Essa altro non è che una comunicazione con la quale si dice all’ente sanitario che in un dato posto esiste una piscina aventi le sue proprie caratteristiche (che devono essere conformi alla normativa vigente) che inizia la propria attività.

Si parla comunemente di nulla osta, ma questo è per lo più costituito da una forma di silenzio assenso (si veda ad es. l.r. Puglia n. 35/2008)

Per la piscina è prevista la individuazione di un responsabile di attività , che coincide con l’amministratore del condominio, salvo auspicabile nomina di un soggetto diverso e competente, che si occupi di tutti gli aspetti connessi all’esercizio della piscina, ivi comprese il rispetto delle norme igienico sanitarie.

All’uopo è utile rammentare che le normative regionali prevedono l’esistenza di controlli interni ed esterni, nonché l’irrogazione di sanzioni (che vedono come destinatario il condominio) per l’omesso rispetto delle norme sanitarie.

Regolamento d’uso della piscina condominiale
Le leggi regionali sovente impongono l’adozione di un regolamento d’uso da parte del responsabile dell’attività.

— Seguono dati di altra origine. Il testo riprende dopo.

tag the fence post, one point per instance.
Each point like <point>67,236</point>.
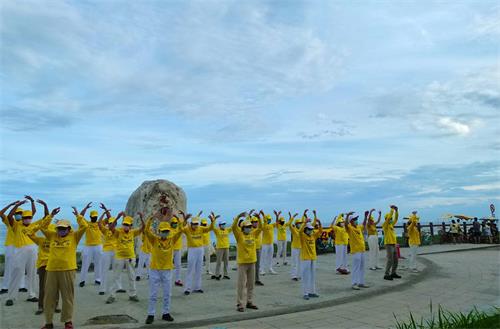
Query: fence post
<point>431,227</point>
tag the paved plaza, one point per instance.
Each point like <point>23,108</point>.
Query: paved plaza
<point>455,276</point>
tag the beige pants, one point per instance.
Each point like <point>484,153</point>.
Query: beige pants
<point>246,276</point>
<point>222,256</point>
<point>63,283</point>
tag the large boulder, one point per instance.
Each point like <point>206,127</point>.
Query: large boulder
<point>154,195</point>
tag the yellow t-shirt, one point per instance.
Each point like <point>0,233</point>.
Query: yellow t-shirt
<point>268,233</point>
<point>161,250</point>
<point>43,250</point>
<point>341,237</point>
<point>246,246</point>
<point>125,243</point>
<point>222,237</point>
<point>296,244</point>
<point>356,239</point>
<point>93,235</point>
<point>281,232</point>
<point>388,228</point>
<point>308,245</point>
<point>413,234</point>
<point>195,237</point>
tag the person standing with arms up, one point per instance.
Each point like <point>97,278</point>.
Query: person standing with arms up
<point>390,241</point>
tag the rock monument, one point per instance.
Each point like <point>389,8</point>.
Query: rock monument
<point>155,195</point>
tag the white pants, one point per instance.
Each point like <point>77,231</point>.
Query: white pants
<point>281,253</point>
<point>195,261</point>
<point>23,259</point>
<point>107,259</point>
<point>159,279</point>
<point>266,260</point>
<point>374,251</point>
<point>91,254</point>
<point>206,252</point>
<point>295,270</point>
<point>144,259</point>
<point>413,257</point>
<point>358,268</point>
<point>177,265</point>
<point>117,270</point>
<point>341,256</point>
<point>308,277</point>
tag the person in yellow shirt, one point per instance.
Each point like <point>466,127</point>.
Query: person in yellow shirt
<point>9,249</point>
<point>246,259</point>
<point>357,245</point>
<point>125,256</point>
<point>61,267</point>
<point>207,246</point>
<point>268,244</point>
<point>92,249</point>
<point>43,244</point>
<point>25,252</point>
<point>371,230</point>
<point>222,235</point>
<point>308,237</point>
<point>390,244</point>
<point>282,244</point>
<point>174,226</point>
<point>341,241</point>
<point>414,240</point>
<point>254,219</point>
<point>296,244</point>
<point>194,235</point>
<point>160,274</point>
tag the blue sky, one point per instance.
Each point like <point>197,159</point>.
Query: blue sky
<point>333,105</point>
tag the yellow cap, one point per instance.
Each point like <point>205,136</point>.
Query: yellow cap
<point>27,213</point>
<point>63,223</point>
<point>128,220</point>
<point>164,226</point>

Questo regolamento non va confuso col regolamento condominiale, che ha certamente competenza a disciplinare le modalità d’uso dei beni comuni, chiaramente nel rispetto di tutte le norme afferenti requisiti igienici e condizioni di sicurezza.

Bagnino, non obbligatorio, ma se c’è è meglio
In quanto custode dei beni comuni, il condominio risponde, ai sensi dell’art. 2051 c.c. purché, evidentemente, il fatto dannoso non sia addebitabile esclusivamente a fattori esterni, il così detto caso fortuito (tra le tante si veda Cass. 28 ottobre 2009 n.22807). Specie nei grossi complessi immobiliari, si pensi ad esempio alle multiproprietà, è comunque utile valutare l’opportunità dell’assunzione di un bagnino , per la migliore custodia del bene comune.